AI Coding Agent
An AI coding agent is an LLM-driven system that doesn't just suggest code but acts on a codebase autonomously: it reads files, runs tools, edits source, executes commands, and iterates in a loop until a development task is done.
The distinguishing trait of an agent (versus an autocomplete or a chat assistant) is the agent loop: the model is given a goal and a set of tools, then it plans, calls a tool, observes the result, and decides the next step on its own. A typical loop iterates over tools like read file, search, write/edit, run shell command, and run tests, feeding each tool's output back into the model's context so it can self-correct. The loop ends when the model judges the task complete, hits a step limit, or asks the human to intervene.
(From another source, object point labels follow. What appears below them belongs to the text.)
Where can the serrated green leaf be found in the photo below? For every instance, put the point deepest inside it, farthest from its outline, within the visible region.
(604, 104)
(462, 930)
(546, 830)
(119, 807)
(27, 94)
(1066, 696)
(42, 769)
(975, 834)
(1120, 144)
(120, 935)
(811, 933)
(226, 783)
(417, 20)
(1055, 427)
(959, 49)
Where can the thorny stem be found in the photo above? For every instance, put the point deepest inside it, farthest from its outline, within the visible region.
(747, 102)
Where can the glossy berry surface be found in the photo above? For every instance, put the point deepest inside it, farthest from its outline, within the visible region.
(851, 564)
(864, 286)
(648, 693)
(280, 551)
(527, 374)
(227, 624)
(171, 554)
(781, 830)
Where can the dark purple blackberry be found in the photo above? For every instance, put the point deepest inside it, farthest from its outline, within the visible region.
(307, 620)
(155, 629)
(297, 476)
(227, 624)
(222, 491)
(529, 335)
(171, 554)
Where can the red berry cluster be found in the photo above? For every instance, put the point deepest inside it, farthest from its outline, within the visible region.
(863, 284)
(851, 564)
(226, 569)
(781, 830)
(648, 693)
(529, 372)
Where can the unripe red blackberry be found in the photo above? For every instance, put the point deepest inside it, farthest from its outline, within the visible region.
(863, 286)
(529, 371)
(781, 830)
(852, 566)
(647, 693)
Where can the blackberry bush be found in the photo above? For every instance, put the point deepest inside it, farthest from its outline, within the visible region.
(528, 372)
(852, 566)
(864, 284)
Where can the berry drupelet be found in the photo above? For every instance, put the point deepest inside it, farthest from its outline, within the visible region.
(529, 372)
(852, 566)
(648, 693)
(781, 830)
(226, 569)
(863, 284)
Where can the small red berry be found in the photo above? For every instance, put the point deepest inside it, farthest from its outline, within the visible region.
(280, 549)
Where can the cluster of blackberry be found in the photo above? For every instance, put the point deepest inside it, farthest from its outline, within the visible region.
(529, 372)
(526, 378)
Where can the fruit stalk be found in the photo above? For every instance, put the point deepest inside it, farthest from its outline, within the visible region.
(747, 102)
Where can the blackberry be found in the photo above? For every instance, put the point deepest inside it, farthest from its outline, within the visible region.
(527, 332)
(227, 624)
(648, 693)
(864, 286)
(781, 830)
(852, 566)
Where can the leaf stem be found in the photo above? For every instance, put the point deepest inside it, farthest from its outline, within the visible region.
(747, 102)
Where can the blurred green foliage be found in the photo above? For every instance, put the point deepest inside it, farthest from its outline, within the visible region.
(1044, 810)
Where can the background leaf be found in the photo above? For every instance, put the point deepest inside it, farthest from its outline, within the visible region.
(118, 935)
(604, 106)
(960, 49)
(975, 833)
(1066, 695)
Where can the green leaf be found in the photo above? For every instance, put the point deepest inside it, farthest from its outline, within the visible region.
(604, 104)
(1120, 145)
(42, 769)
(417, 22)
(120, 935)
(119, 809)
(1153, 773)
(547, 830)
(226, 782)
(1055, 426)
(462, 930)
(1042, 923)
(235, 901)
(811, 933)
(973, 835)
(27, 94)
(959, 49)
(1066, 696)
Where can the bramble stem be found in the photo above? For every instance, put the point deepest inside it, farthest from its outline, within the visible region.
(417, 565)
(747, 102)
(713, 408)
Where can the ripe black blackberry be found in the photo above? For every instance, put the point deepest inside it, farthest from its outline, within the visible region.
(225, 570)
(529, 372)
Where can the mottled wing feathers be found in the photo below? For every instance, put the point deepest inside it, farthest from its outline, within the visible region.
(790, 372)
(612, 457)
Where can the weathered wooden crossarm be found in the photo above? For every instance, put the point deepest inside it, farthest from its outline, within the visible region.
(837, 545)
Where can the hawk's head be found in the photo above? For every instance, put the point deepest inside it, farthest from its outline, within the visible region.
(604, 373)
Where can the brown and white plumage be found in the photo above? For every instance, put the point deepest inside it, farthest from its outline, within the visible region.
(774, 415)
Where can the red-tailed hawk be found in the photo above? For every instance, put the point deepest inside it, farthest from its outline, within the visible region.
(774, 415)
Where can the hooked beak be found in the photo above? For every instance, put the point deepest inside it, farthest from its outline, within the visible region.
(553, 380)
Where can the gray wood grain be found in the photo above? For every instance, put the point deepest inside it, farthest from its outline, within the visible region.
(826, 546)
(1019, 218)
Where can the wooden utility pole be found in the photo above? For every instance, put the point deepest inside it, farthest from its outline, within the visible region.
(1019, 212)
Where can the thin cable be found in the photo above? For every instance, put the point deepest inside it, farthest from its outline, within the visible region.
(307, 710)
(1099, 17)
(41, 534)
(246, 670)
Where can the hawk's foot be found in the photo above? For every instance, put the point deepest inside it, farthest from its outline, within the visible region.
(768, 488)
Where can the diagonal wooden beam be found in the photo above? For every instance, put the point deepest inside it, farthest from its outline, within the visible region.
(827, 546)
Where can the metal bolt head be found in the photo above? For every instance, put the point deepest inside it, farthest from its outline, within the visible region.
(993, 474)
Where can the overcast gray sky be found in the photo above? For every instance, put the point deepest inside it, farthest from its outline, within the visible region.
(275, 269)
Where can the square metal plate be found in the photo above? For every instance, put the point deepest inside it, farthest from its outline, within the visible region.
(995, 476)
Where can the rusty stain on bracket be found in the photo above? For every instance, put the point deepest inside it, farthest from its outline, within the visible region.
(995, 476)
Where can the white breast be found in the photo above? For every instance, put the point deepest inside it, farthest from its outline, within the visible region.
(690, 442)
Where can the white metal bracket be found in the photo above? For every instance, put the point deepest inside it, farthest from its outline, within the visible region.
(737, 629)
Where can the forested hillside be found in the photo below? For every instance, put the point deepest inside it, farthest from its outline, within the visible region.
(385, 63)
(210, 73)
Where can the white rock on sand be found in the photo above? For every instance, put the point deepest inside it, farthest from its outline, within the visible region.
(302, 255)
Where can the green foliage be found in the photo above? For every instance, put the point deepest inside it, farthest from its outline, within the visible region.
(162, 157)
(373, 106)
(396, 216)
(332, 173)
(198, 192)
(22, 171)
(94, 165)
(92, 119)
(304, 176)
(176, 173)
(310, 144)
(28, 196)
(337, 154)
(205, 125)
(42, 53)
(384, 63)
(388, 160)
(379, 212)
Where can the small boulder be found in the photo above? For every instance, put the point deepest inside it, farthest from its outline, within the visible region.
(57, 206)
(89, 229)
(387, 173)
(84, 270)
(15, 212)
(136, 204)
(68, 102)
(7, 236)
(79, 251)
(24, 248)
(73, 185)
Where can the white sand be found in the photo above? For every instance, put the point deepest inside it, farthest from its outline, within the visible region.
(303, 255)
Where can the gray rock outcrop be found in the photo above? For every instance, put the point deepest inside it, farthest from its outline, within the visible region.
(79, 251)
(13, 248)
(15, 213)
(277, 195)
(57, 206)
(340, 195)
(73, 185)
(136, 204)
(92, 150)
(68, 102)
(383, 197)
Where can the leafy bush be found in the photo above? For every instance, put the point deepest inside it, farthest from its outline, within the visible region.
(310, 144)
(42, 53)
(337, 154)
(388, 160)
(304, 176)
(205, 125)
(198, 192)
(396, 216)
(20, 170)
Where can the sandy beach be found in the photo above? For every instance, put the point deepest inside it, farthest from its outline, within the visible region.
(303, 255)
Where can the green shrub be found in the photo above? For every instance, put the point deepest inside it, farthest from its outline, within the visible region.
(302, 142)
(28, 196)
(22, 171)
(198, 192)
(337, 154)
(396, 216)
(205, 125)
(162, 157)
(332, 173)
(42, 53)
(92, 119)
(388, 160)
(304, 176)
Most agents share the same primitives: a tool-calling LLM, a context window that holds the relevant code and conversation, some retrieval mechanism to find the right files (grep, embeddings, or a code graph), and an execution sandbox for running commands and verifying changes. Where they differ sharply is in how they *understand* code and how *precisely* they edit it. Many agents operate on raw text — they grep for matches and apply find-and-replace or unified diffs — which is fast to build but brittle: a rename can hit a comment, a string literal, or the wrong scope, and a malformed diff can corrupt a file.
Practical concerns dominate real-world use. Context management matters because code is large and windows are finite; agents prune, summarize, or compact history to stay within budget. Cost and latency add up across a multi-step loop, which is why some agents route different steps to different models. Safety matters because an agent that runs shell commands and rewrites files can do real damage, so checkpoints, diffs, approval gates, and sandboxing are common. Verification — running the typechecker, linter, or test suite inside the loop — is what separates an agent that plausibly edits code from one that reliably ships working code.
The category spans IDE-embedded agents, terminal/CLI agents, and cloud-hosted autonomous agents, and overlaps with the broader idea of agentic coding. The strongest agents are converging on the same lesson: the bottleneck is rarely the model's raw ability and almost always the quality of the code understanding and editing tools you put in its hands.